For some people, the moral authority of the Roman Catholic Church has been fatally undermined by the nature of the response to the abuse scandals. Benedict mentioned the scandals four times, and made clear his abhorrence.
However, the UK visit showed that while the scandals are and should continue to be central, this does not negate every other contribution that faith can make.
In a sense, Benedict was not there just as a representative of the Roman Catholic faith, but as an articulate exponent of the right of religion to be treated with respect and tolerance.
Much was made of his references to aggressive secularism, and the fact that he spoke of attempts to prevent celebration of Christmas struck a particular chord with British listeners.
However, the pope has made it clear that while aggressive secularism exists, he is a proponent of what he calls “positive secularity”.

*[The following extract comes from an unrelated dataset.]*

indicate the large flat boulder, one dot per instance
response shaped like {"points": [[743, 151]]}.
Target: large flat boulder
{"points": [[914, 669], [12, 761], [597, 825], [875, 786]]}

As Raymond d’Souza says: “He has argued not so much as a Christian combatant against secularism, but rather in favour of a secularism that preserves the great achievements of European culture.”
Archbishop Rowan Williams echoed this theme. “We do not, as churches, seek political power or control, or the dominance of Christian faith in the public sphere, but the opportunity to testify, to argue, sometimes to protest, sometimes to affirm – to play our part in the public debates of our societies.”
It’s a modest enough hope, and one that came closer as a result of the recent visit.
The visit was a triumph for civility, and for mutual respect.
It showed there is a limited tolerance for verbal abuse, and an ability to see goodness beyond the caricatures.